I’ve posted about my morbid fascination before, but today the Chron wrote about the demographics of a jumper. (Well actually, it’s just a press release from The Bridge Rail Foundation dressed up as news, but it’s fascinating none the less.)
The report, examines 15 years of jumpers, and answers some of my long standing questions about jumpers.
- How many people travel from outside the Bay Area simply to jump?
- 83% are from the bay area, with just under half (49%) coming from Marin, Napa, San Francisco, and Sonoma counties. 6% come from outside of California, and only 3 (less than 1%) came from outside the US.
Follow Up Question: How does the 6% outside of the state compare with other popular suicide sites? Is the bridge truly a “suicide magnet?”
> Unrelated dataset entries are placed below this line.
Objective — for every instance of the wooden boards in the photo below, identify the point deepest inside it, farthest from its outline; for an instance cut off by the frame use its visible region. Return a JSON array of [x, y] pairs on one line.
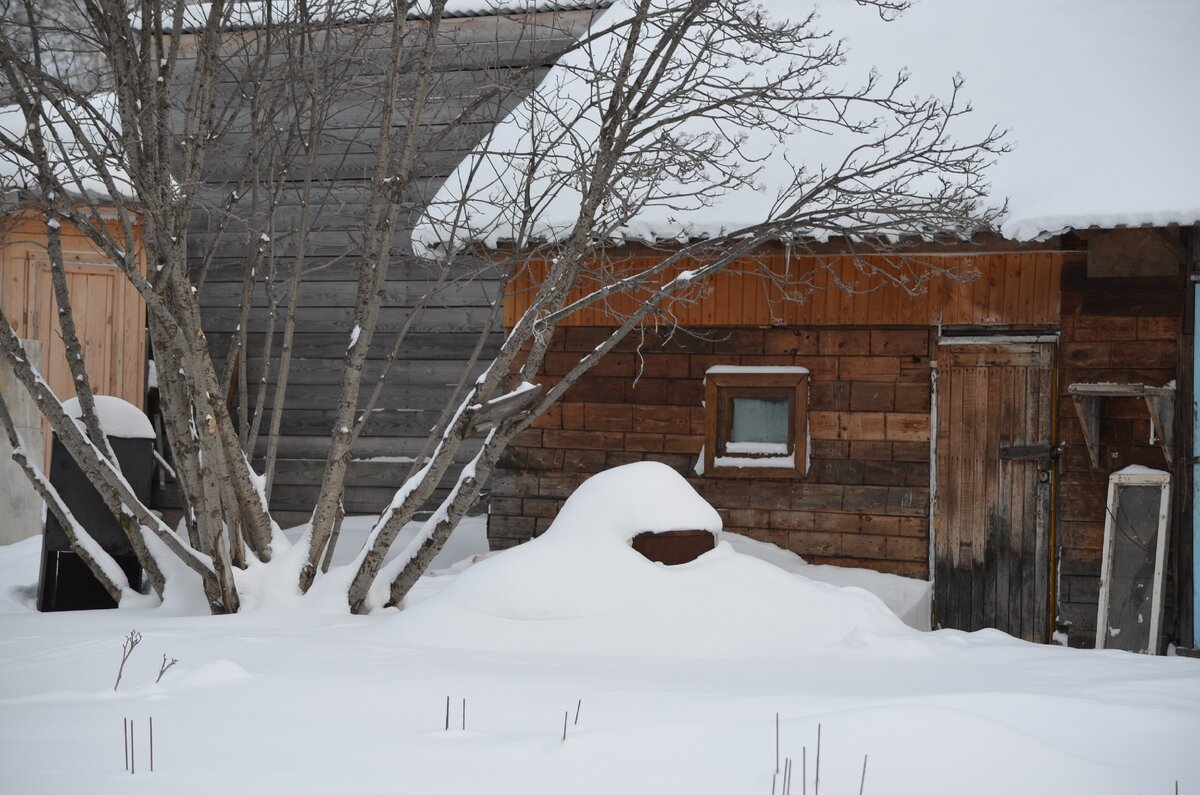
[[991, 520]]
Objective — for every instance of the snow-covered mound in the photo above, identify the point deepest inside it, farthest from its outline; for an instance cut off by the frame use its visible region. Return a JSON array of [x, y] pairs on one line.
[[118, 417], [601, 596], [909, 598]]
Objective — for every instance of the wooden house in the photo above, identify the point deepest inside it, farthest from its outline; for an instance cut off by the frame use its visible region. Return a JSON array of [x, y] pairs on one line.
[[479, 43], [964, 434], [109, 316], [934, 436]]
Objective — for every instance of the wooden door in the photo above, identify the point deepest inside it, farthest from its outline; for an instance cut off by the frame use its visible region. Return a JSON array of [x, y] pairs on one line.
[[995, 479]]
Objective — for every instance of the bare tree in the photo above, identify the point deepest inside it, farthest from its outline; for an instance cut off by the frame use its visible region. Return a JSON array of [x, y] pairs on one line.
[[649, 112]]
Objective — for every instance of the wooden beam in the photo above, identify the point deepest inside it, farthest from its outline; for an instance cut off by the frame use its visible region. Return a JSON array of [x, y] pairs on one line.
[[1159, 402]]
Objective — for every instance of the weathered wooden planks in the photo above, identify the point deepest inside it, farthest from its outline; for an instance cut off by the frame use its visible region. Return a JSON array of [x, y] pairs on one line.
[[991, 525], [473, 57], [1009, 288]]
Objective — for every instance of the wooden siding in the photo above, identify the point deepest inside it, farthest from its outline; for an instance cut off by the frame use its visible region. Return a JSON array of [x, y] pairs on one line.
[[1017, 288], [1120, 330], [865, 498], [108, 312], [473, 55]]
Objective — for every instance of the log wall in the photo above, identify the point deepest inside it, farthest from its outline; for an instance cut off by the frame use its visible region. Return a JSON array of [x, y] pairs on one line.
[[473, 54], [865, 501]]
- What does the typical jumper look like?
- White (80%), Male (74%), Never Married (56%), 40 year old student.
In case you’re wondering: I’m against the rail and the nets. I think it will just move them behind closed doors and away from the tourists. Plus, there’s something romantic, and yet simultaneously incredibly selfish, about doing it in public.
It may be one of the tidiest ways you could pick to kill yourself… As long as you don't accidentally tag a passing sail boat, you're not going to screw up traffic, make a god awful splatter, or make some poor paramedic tidy up your unlovely bleeding remains out of a bathtub. So in that sense, it's maybe less selfish, rather than more.